Pre-training Graph Neural Networks with Structural Fingerprints for Materials Discovery
Shuyi Jia, Shitij Govil, Manav Ramprasad, Victor Fung
TL;DR
This work tackles the data bottleneck in applying graph neural networks to materials discovery by introducing descriptor-based pre-training that uses cheap, physics-informed structural fingerprints as self-generated targets. By pre-training with wACSF, GMP, or EAD descriptors on a large MP Relaxed dataset, the GNN learns transferable representations without requiring expensive quantum-mechanical labels. Fine-tuning on 11 downstream MatBench tasks (plus three specialized sets) shows consistent MAE improvements, with EAD often yielding the strongest gains, while substantially reducing data-generation costs. The results suggest that scalable, descriptor-guided pre-training can form a foundation for billions-scale atomistic datasets and can complement traditional force-field or force-based pre-training approaches, paving the way for more cost-effective large-scale materials discovery pipelines.
Abstract
In recent years, pre-trained graph neural networks (GNNs) have been developed as general models which can be effectively fine-tuned for various potential downstream tasks in materials science, and have shown significant improvements in accuracy and data efficiency.

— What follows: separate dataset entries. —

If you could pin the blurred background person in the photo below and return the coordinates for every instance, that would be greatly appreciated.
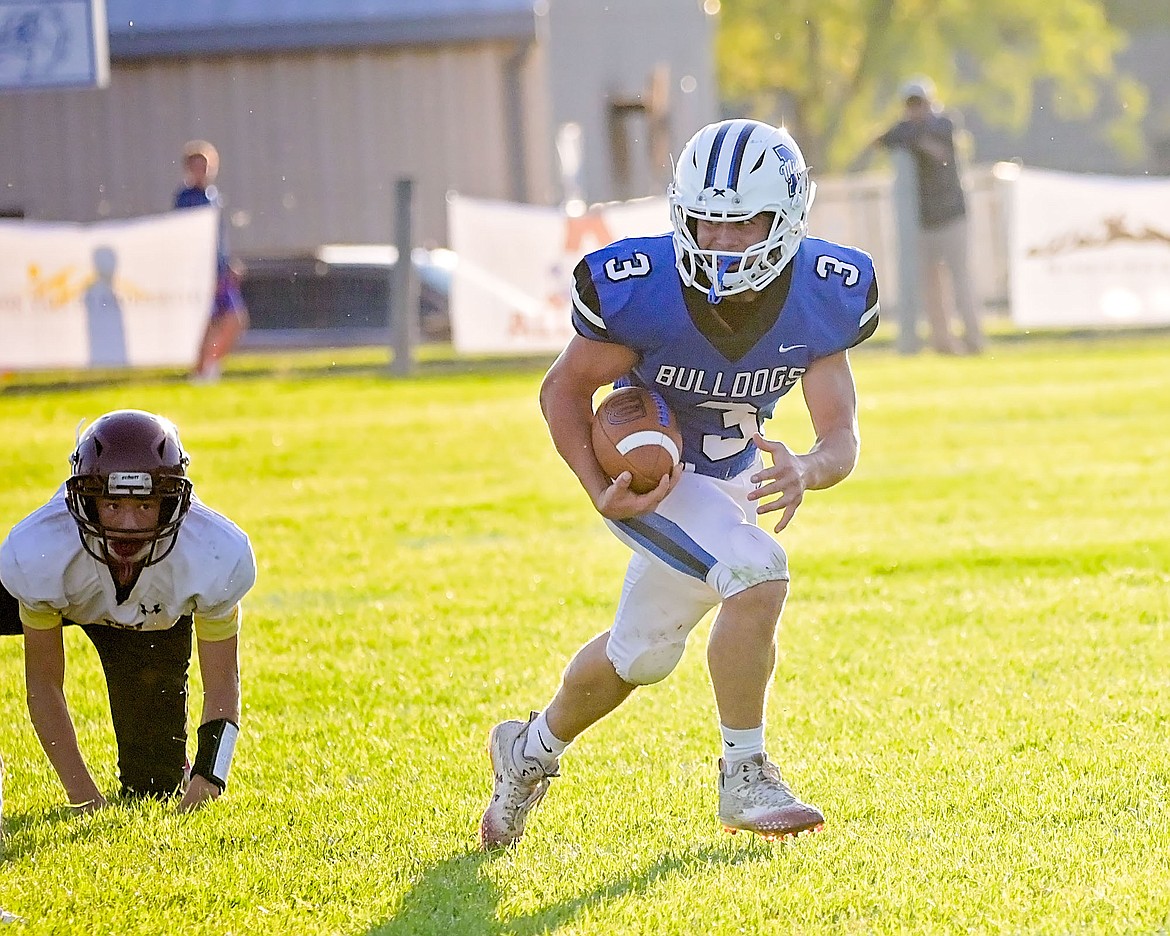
(229, 315)
(928, 133)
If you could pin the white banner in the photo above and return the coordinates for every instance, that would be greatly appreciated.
(510, 287)
(1089, 250)
(116, 294)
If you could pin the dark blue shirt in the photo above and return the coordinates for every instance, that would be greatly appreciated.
(721, 392)
(940, 188)
(197, 198)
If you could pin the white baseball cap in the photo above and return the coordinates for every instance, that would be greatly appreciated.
(920, 87)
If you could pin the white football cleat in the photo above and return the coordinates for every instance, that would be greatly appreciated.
(520, 784)
(754, 798)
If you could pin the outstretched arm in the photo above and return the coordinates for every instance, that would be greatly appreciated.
(220, 668)
(832, 400)
(45, 672)
(566, 400)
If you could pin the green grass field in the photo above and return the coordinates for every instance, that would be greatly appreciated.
(972, 680)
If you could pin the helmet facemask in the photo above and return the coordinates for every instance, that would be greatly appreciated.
(731, 172)
(129, 454)
(82, 494)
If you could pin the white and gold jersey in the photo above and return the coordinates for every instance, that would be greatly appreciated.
(46, 568)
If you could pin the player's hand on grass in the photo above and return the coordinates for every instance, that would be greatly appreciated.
(199, 791)
(619, 502)
(783, 481)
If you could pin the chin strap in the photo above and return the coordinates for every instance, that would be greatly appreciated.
(724, 265)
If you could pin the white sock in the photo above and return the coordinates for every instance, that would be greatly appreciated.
(740, 744)
(542, 744)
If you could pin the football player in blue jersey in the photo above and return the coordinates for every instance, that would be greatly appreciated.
(722, 317)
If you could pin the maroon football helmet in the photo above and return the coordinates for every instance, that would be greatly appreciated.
(129, 453)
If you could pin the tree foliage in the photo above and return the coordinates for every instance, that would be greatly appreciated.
(831, 69)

The most widely used pre-training methods currently involve either supervised training to fit a general force field or self-supervised training by denoising atomic structures equilibrium. Both methods require datasets generated from quantum mechanical calculations, which quickly become intractable when scaling to larger datasets. Here we propose a novel pre-training objective which instead uses cheaply-computed structural fingerprints as targets while maintaining comparable performance across a range of different structural descriptors. Our experiments show this approach can act as a general strategy for pre-training GNNs with application towards large scale foundational models for atomistic data.